Laky, P., Acs, A., Rozsa, S. (2023): Prediction of zenith wet delays using artificial neural networks for precise point positioning, XXVIII General Assembly of the International Union of Geodesy and Geophysics (IUGG) (Berlin 2023).
https://doi.org/10.57757/IUGG23-4414


Cite as: https://gfzpublic.gfz-potsdam.de/pubman/item/item_5021845
Abstract
Permanent GNSS stations provide invaluable observations to estimate the zenith tropospheric delays in near realtime. However, the prediction of zenith wet delays is still a challenge due to the high spatial and temporal variation of atmospheric water vapour. Recently a near realtime GNSS data processing system has been set up at the Budapest University of Technology and Economics to monitor the distribution of atmospheric water vapour using tomographic reconstruction techniques.
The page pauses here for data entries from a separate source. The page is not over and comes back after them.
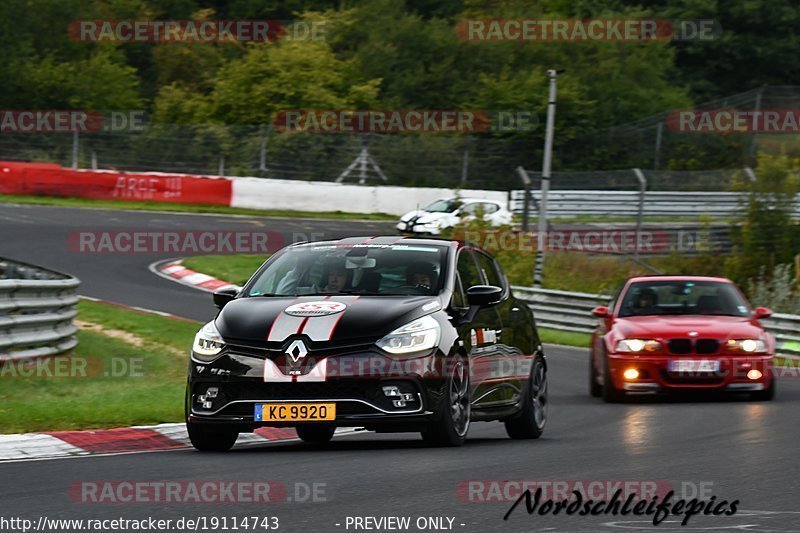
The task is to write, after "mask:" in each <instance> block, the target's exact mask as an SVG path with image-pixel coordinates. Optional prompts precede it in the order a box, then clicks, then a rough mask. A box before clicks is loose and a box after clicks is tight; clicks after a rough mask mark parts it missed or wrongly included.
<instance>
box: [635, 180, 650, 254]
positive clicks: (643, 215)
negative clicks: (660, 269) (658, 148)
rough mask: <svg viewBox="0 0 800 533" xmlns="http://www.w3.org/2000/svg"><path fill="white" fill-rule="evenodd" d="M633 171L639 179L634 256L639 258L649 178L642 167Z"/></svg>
mask: <svg viewBox="0 0 800 533" xmlns="http://www.w3.org/2000/svg"><path fill="white" fill-rule="evenodd" d="M633 173H634V174H635V175H636V179H638V180H639V208H638V210H637V212H636V247H635V248H634V257H635V258H636V259H639V243H640V242H641V233H642V217H643V216H644V195H645V192H646V191H647V178H645V177H644V172H642V171H641V169H638V168H634V169H633Z"/></svg>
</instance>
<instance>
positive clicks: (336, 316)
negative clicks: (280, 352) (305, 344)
mask: <svg viewBox="0 0 800 533" xmlns="http://www.w3.org/2000/svg"><path fill="white" fill-rule="evenodd" d="M438 309H441V304H440V302H439V300H438V298H437V297H436V296H347V295H342V296H330V297H325V296H303V297H299V298H294V297H252V298H238V299H235V300H232V301H231V302H229V303H228V304H227V305H226V306H225V307H224V308H223V310H222V311H221V312H220V314H219V315H218V316H217V319H216V326H217V329H218V330H219V332H220V335H222V338H223V339H225V341H226V342H230V343H237V342H239V343H243V344H247V345H250V346H263V347H270V346H274V345H275V344H280V343H283V342H284V341H285V340H286V339H288V338H289V337H291V336H293V335H299V334H302V335H306V336H307V337H308V338H309V339H310V340H311V341H312V342H331V343H334V344H341V343H345V344H347V343H350V342H353V343H361V342H372V341H374V340H378V339H380V338H381V337H383V336H384V335H386V334H387V333H389V332H391V331H392V330H394V329H397V328H398V327H400V326H403V325H405V324H406V323H408V322H410V321H412V320H414V319H416V318H418V317H420V316H423V315H427V314H430V313H431V312H433V311H435V310H438Z"/></svg>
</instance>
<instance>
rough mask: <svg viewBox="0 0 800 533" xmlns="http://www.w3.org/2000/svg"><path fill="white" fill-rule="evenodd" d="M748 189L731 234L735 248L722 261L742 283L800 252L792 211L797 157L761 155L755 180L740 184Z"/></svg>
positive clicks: (792, 258) (759, 159)
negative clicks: (741, 209)
mask: <svg viewBox="0 0 800 533" xmlns="http://www.w3.org/2000/svg"><path fill="white" fill-rule="evenodd" d="M739 188H740V189H741V190H745V191H746V192H748V193H749V194H748V199H747V202H746V204H745V205H743V207H742V216H743V222H742V226H741V230H740V231H738V232H735V233H734V236H735V239H734V240H735V244H736V246H737V249H736V251H735V252H734V253H733V254H732V255H731V257H729V258H728V260H727V261H726V262H725V267H726V271H727V272H728V275H729V276H730V277H732V278H734V279H735V280H736V281H738V282H740V283H742V284H744V283H745V282H746V281H747V280H748V279H750V278H754V277H756V276H758V275H759V274H760V273H761V271H762V269H764V268H766V270H767V271H768V272H772V271H773V269H775V267H776V266H777V265H779V264H785V263H791V262H792V261H793V260H794V256H795V255H796V254H797V253H798V252H799V251H800V225H797V224H796V223H795V222H794V220H793V218H792V213H793V210H794V208H795V196H796V195H797V194H798V193H800V160H797V159H795V160H792V159H789V158H788V157H786V156H777V157H776V156H770V155H766V154H761V155H760V156H759V165H758V171H757V179H756V180H755V181H753V182H750V181H746V182H742V183H740V184H739Z"/></svg>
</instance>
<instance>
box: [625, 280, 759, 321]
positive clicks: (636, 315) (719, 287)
mask: <svg viewBox="0 0 800 533" xmlns="http://www.w3.org/2000/svg"><path fill="white" fill-rule="evenodd" d="M643 315H718V316H742V317H746V316H750V307H749V306H748V304H747V302H746V301H745V299H744V298H743V297H742V295H741V294H740V293H739V291H738V290H736V287H734V285H733V284H731V283H725V282H721V281H647V282H639V283H634V284H632V285H631V286H630V288H629V289H628V291H627V292H626V293H625V299H624V300H623V301H622V307H621V308H620V312H619V316H620V317H627V316H643Z"/></svg>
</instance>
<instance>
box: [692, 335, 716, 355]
mask: <svg viewBox="0 0 800 533" xmlns="http://www.w3.org/2000/svg"><path fill="white" fill-rule="evenodd" d="M694 349H695V351H696V352H697V353H699V354H701V355H708V354H712V353H717V350H719V341H718V340H716V339H697V341H696V342H695V343H694Z"/></svg>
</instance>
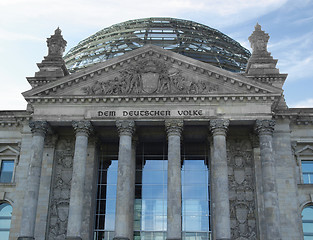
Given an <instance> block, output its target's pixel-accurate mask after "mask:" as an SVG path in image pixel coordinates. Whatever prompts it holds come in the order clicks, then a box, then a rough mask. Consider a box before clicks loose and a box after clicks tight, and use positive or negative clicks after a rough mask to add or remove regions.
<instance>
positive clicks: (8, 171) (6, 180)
mask: <svg viewBox="0 0 313 240" xmlns="http://www.w3.org/2000/svg"><path fill="white" fill-rule="evenodd" d="M13 170H14V160H2V161H1V171H0V183H10V182H12V176H13Z"/></svg>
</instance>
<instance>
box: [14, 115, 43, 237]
mask: <svg viewBox="0 0 313 240" xmlns="http://www.w3.org/2000/svg"><path fill="white" fill-rule="evenodd" d="M29 126H30V128H31V130H32V133H33V139H32V145H31V149H30V151H31V155H30V164H29V170H28V176H27V191H26V193H25V197H24V206H23V215H22V220H21V231H20V237H19V238H18V239H19V240H28V239H29V240H30V239H35V238H34V233H35V223H36V213H37V204H38V194H39V186H40V176H41V166H42V158H43V148H44V140H45V135H46V132H47V128H48V123H47V122H45V121H34V122H30V123H29Z"/></svg>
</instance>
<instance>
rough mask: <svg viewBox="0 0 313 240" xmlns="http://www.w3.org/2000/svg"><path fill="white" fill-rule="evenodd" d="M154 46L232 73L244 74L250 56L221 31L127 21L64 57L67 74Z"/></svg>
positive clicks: (234, 42) (168, 21) (142, 19)
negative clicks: (137, 50) (220, 68)
mask: <svg viewBox="0 0 313 240" xmlns="http://www.w3.org/2000/svg"><path fill="white" fill-rule="evenodd" d="M145 44H153V45H156V46H159V47H162V48H164V49H168V50H171V51H173V52H176V53H179V54H182V55H185V56H188V57H191V58H193V59H196V60H199V61H202V62H206V63H209V64H212V65H214V66H217V67H220V68H223V69H226V70H229V71H232V72H242V71H244V70H245V68H246V65H247V62H248V59H249V57H250V56H251V53H250V51H249V50H248V49H246V48H244V47H242V46H241V45H240V44H239V43H238V42H236V41H235V40H233V39H231V38H230V37H228V36H227V35H225V34H223V33H221V32H220V31H218V30H216V29H213V28H210V27H208V26H205V25H203V24H199V23H196V22H193V21H189V20H183V19H176V18H144V19H136V20H129V21H126V22H122V23H119V24H115V25H112V26H110V27H108V28H104V29H103V30H101V31H99V32H97V33H95V34H94V35H92V36H90V37H88V38H86V39H85V40H83V41H81V42H79V43H78V45H77V46H75V47H73V48H72V49H70V50H69V52H68V53H67V54H66V55H65V56H64V60H65V63H66V65H67V68H68V69H69V71H70V72H75V71H77V70H79V69H82V68H85V67H87V66H90V65H92V64H95V63H99V62H104V61H106V60H108V59H111V58H114V57H116V56H120V55H123V54H124V53H126V52H129V51H132V50H134V49H137V48H140V47H142V46H144V45H145Z"/></svg>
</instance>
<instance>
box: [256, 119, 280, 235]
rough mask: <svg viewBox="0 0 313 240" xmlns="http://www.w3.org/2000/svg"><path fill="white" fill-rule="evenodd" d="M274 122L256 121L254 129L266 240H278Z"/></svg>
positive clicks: (279, 232)
mask: <svg viewBox="0 0 313 240" xmlns="http://www.w3.org/2000/svg"><path fill="white" fill-rule="evenodd" d="M274 126H275V121H274V120H257V121H256V126H255V129H256V131H257V132H258V133H259V140H260V156H261V166H262V185H263V198H264V218H265V222H266V239H271V240H280V239H281V236H280V221H279V206H278V195H277V189H276V188H277V187H276V177H275V161H274V155H273V146H272V142H273V131H274Z"/></svg>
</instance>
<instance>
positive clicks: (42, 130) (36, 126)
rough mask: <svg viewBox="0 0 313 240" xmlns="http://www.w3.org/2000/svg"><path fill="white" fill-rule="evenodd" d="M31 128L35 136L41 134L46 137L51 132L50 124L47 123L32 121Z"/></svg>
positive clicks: (30, 123) (30, 121)
mask: <svg viewBox="0 0 313 240" xmlns="http://www.w3.org/2000/svg"><path fill="white" fill-rule="evenodd" d="M29 127H30V128H31V131H32V133H33V134H40V135H43V136H45V135H46V134H47V132H48V130H49V128H50V127H49V124H48V122H47V121H30V122H29Z"/></svg>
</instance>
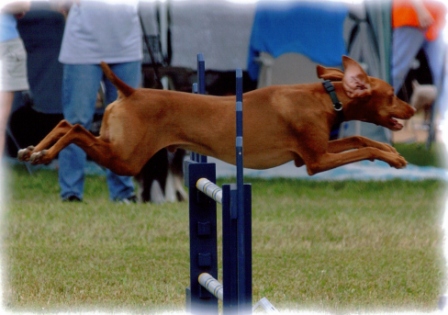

Since ZWDs are estimated regularly for more than 70 stations in the Pannonian basin, this dataset can be used to evaluate the feasibility of the prediction of zenith wet delays at the stations.Artificial neural networks are ideal tools to predict variables that has high spatial and temporal variations and are dependent on many parameters. Feed-forward and feedback neural networks are tested to predict zenith wet delays in the Pannonian basin. Different input layers are tested containing date and time, estimated ZWD of the adjacent stations, surface meteorological parameters as well as temperature and water vapour lapse rates.The prediction results are compared with zenith wet delays estimated using GNSS observations, radiosonde observations and precise point positioning results.